Design Principles¶
Laniakea is developed with a couple of fundamental design principles in mind, that guide the way design decisions are made in the project, and are helpful for developing new modules. This page contains a list of them, as well as a rationale for them.
If you make a change to Laniakea, please ensure you followed these principles.
The database is the one and only source for information¶
In previous solutions, a lot of components of the technical infrastructure had their own configuration files. This basically required configuration management solutions, and required values to be changed across a large amount of modules, even if it was the same value. For example, changing the current development suite had to be done in at least 5 configuration files additionally to the main database. Adding fine grained permissions on which user could change what value was made basically impossible. Additionally, we were constantly syncing data across machines and duplicating it in order to satisfy the requirement for each tool, resulting in tools working with outdated information quite frequently.
To avoid this complexity, Laniakea enforces all modules to publish their data and configuration in the database, even if it is only ever consumed by the module itself. This ensures that we can have modules reuse data generated by other modules and create nice synergy effects (e.g. the Debcheck data is consumed by the package-sync module as well as the website and build scheduling), as well as having a central place to modify configuration. There are only two exceptions to this rule:
If data is specific to the current machine, it has to be placed in a configuration file in
/etc/laniakea/
(e.g. database connection, ZMQ ports, executable locations, …)If the data is not suitable for database storage (e.g. build artifacts, large binaries) it should be stored in a well-known location and only have a reference in the database
Do add an external tool to Laniakea, usually a wrapper module is written that generates the tool-specific configuration from Laniakea database data and imports its output data back into the database.
No specialized workers¶
If you want to extend the speed at which Laniakea performs long-running task, you only ever should have to add new machines to a cluster running a wide array of tasks already. This ensures we don’t have machines which build disk images being under heavy load while package builders are currently idling, and similar issues. Therefore, if possible, Laniakea modules should add dedicated code they need for performing a long-running task to the laniakea-spark generic job runner, and have the jobs scheduled by the global job scheduling built into the system already.

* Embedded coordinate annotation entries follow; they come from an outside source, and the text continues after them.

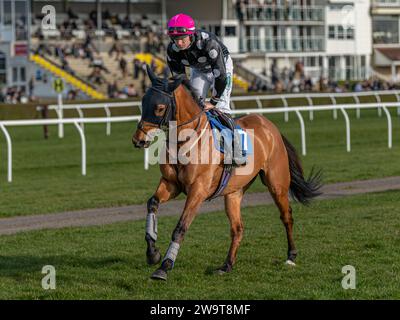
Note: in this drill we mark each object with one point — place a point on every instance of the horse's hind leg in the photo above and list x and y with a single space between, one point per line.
165 191
232 208
278 181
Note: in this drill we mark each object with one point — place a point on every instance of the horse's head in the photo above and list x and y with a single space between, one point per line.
158 108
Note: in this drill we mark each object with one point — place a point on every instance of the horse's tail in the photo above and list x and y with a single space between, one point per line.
302 190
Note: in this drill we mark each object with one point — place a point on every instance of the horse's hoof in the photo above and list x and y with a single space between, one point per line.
290 263
154 259
219 272
223 270
159 274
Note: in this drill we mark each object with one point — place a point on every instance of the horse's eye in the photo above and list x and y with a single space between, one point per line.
160 110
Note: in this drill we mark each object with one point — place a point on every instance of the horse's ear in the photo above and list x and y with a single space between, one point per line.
175 83
151 74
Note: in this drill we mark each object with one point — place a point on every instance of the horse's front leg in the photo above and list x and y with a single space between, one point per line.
193 202
166 190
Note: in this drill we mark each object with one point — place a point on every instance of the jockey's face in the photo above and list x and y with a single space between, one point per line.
183 43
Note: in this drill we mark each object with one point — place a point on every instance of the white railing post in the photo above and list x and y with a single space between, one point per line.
81 116
358 111
310 103
83 144
146 159
346 117
108 115
398 108
303 133
378 99
9 152
333 99
285 104
60 114
389 126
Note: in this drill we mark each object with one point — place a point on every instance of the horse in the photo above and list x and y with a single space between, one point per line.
274 160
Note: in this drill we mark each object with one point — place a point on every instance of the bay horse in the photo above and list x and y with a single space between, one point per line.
274 160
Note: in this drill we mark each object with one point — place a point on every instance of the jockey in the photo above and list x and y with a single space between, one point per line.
210 67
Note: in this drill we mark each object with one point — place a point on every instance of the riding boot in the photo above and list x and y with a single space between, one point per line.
236 154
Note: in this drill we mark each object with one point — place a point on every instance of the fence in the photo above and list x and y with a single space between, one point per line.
76 121
79 122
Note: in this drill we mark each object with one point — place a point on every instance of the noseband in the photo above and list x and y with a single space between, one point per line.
169 115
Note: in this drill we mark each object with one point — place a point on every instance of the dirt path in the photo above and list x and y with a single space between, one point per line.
101 216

Modular, but highly integrated¶
With the exception of some core modules, every module in Laniakea should
be optional, and users should be able not to use it. E.g. if people
don’t want the package migration support, they can just decide to
disable or even not install the spears module. At the same time,
modules should be highly integrated and are allowed to have dependencies
on each other. All modules should be managed via the same interface
(web, or lk-admin
), and are located in the same repository to easily
share code and make global changes on the system.
Avoid timed triggers¶
Modules are able to receive messages on events from the Lighthouse messaging hub. These messages should always be preferred as triggers for actions over any time-based (cron-job) action.
Get rid of humans¶
If Laniakea has enough information to automatically and reliably perform a certain action, it should always do so automatically, without needing a human to look at the changes again (with, depending on the action, an option to turn the automatism off). This is true for, for example, transition job scheduling.
Avoid shell scripts¶
This is basically the result of looking too much at the code of DAK: If you start with a very simple shell script for a very simple task (and call it “configuration”), chances are that over time it might grow into a large and complex monstrosity. Don’t let it get to that. Extend the code of Laniakea directly if it does not yet do exactly what you want - adding tiny but helpful commands is encouraged over working around that with scripting.
Laniakea is written in D and Python¶
It’s tempting to write code in a different programming language that might be more suited to the job, but each new programming language a project is written in creates a higher entry barrier for new people to join and modify the code. It also makes maintenance much harder and increases the difficulty for users to set up the project. Therefore, Laniakea is written in D, with a few parts being done in Python, and no new programming language will be added.